Along the way, roleplaying games like Dungeons & Dragons garnered no small amount of controversy. Viewers of the latest season of Stranger Things will be somewhat familiar with the moral panic surrounding the game, and the people who played it, during the 1980s. Some of that panic never really went away and persists even still. All of the claims which encompassed the so-called Satanic Panic ultimately amounted to nothing, of course, but the reputation of tabletop games as being the domain of weirdos and outcasts lingers. Now, according to recent research published in the journal Social Work with Groups, tabletop roleplaying games might finally receive the vindication they so rightly deserve.
Tabletop games have been used in the past to help patients improve social skill and mental well-being, but most of the data was anecdotal. People who play tabletop games know they’re a great way to reduce stress and form social bonds, but researchers from the Bodhana Group and the Harrisburg University of Science and Technology were the first to carry out a quantitative study on the mental impact of tabletop roleplaying games.
Their study involved 25 adult participants who were split up into five groups of five.

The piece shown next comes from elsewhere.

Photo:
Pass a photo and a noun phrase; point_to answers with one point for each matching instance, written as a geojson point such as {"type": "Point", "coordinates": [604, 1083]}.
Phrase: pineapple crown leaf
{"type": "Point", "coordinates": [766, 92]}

Each group met virtually once a week for 12 weeks between May of 2020 and February of 2021. During their sessions, each group would play a roleplaying game and researchers assessed them at baseline and throughout the study, looking for signs of anxiety and other social behavioral cues. Data was assessed using the social phobia inventory, generalized anxiety disorder assessment, social skills inventory, and group satisfaction scale, as well as debriefs with individual participants.
Across the board — no pun intended — groups showed an average decrease in self-reported anxiety and an increase in social skill scores. Although some groups showed improvement in specific types of anxiety, like social anxiety, while others did not. Perhaps most importantly, participants reported satisfaction with the overall group experience, suggesting that the overall experience was pleasant, at the very least. And that’s more or less what we’re looking for when we play games with peers.
Researchers acknowledge that the sample size of their study is small and may not be representative of the wider population. They hope that other researchers will roll up their own studies to further investigate the question. This one study, small as the adventuring party may be, supports what most fans of tabletop RPGs already know: Time spent questing with friends is a great way to refill your spell slots and alleviate the stress of the real world.